(Is)Land Acknowledgment
The Galiano Island Literary Festival (GLF) respectfully acknowledges that the island has been home to Coast Salish Indigenous Peoples, including the Lamalcha, Penelakut and other Hul'qumi'num' speaking peoples since time immemorial. These Nations hold deep cultural, linguistic and familial connections to the island and the waters that surround it. They remain the stewards of the island and its natural inhabitants today.
Colonization and the arrival of European settlers brought significant, irrevocable changes to the island and its inhabitants.
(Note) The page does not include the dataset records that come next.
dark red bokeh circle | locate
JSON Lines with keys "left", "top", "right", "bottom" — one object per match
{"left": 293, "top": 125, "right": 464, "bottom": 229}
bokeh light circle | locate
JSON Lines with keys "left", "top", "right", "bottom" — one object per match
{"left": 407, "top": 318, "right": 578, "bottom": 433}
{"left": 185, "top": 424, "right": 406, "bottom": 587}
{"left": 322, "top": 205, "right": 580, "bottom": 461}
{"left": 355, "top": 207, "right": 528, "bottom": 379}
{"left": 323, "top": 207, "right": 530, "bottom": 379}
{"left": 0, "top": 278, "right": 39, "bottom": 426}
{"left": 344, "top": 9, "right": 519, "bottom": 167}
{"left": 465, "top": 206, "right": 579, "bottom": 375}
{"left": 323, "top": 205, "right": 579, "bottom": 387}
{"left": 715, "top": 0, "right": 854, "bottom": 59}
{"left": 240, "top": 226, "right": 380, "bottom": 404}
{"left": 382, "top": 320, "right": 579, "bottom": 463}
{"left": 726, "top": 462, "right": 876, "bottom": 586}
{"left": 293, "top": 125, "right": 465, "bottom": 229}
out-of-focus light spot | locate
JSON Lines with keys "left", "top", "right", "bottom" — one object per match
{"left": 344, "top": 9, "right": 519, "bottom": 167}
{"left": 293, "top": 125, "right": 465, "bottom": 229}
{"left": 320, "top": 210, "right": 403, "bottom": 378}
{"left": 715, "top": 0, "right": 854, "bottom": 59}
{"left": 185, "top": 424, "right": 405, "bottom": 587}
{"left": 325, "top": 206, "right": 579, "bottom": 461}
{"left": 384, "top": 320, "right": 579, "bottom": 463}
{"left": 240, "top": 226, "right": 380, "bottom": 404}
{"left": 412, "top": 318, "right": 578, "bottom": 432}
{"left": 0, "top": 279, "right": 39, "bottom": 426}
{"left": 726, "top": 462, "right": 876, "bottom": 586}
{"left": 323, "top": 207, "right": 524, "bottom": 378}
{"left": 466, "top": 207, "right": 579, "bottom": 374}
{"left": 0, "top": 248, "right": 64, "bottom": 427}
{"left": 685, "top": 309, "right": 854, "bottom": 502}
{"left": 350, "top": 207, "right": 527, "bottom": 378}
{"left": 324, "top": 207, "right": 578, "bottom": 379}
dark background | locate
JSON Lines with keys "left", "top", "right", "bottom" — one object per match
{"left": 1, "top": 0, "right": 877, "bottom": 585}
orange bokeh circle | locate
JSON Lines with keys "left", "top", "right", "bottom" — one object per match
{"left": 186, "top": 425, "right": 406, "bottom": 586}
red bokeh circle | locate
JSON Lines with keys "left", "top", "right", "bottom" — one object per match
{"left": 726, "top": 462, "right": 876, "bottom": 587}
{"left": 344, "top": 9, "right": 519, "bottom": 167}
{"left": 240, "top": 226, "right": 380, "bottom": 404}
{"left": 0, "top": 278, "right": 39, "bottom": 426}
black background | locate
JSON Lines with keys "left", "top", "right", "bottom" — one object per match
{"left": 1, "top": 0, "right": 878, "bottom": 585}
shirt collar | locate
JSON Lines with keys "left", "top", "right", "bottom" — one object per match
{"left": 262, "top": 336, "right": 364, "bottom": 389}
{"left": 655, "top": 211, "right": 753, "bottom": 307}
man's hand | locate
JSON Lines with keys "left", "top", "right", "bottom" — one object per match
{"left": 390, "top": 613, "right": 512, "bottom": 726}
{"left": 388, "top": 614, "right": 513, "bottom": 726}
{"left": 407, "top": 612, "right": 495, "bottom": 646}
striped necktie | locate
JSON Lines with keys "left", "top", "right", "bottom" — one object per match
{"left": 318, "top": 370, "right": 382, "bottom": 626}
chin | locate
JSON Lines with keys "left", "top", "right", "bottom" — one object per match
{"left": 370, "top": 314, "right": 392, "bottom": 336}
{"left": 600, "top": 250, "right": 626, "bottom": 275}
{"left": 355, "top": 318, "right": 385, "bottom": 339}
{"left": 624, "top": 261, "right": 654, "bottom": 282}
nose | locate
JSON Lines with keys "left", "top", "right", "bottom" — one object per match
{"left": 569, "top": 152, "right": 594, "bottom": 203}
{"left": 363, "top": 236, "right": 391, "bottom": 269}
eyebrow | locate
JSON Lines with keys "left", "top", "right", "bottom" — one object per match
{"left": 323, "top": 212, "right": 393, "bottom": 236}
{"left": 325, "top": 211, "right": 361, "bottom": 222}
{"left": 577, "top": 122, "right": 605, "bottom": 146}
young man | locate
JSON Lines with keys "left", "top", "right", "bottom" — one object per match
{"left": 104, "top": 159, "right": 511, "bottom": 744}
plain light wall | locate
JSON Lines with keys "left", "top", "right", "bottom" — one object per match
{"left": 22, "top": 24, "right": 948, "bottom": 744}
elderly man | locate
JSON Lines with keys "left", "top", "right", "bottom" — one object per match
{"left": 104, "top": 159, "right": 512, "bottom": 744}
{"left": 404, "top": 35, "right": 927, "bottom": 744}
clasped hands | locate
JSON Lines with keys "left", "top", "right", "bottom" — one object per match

We recognize and accept our shared responsibility to actively participate in the process of decolonization, both on the island and in the broader literary community.
GLF commits to conducting our work in a way that recognizes the complex history of these lands and waters, and which honours and upholds the culture and teachings of the Indigenous Peoples who have always lived on and cared for the island that we call Galiano.
Photo Credit: Douglas Thistle-Walker
Galiano Island
Beautiful, peaceful and inspiring, Galiano Island is the perfect place to write and listen to writers share their stories.
Galiano Island is just a quick ferry ride away from Tsawwassen (from Vancouver on the lower mainland) or Swartz Bay. It is advisable to book via BC Ferries well in advance and there are no booking fees for the Southern Gulf Islands. You can also take a boat and tie up at one of our beautiful provincial wharfs.
As one the Canadian Southern Gulf Islands, Galiano is on the Salish Sea between Vancouver Island and Lower Mainland of British Columbia. The island is long and skinny 27.5 km long and 1.6 km wide at the most narrow, so Galiano has lots of great beaches. In the summer, the population of approximately one thousand five hundred islanders more than triples with seasonal residents and tourists.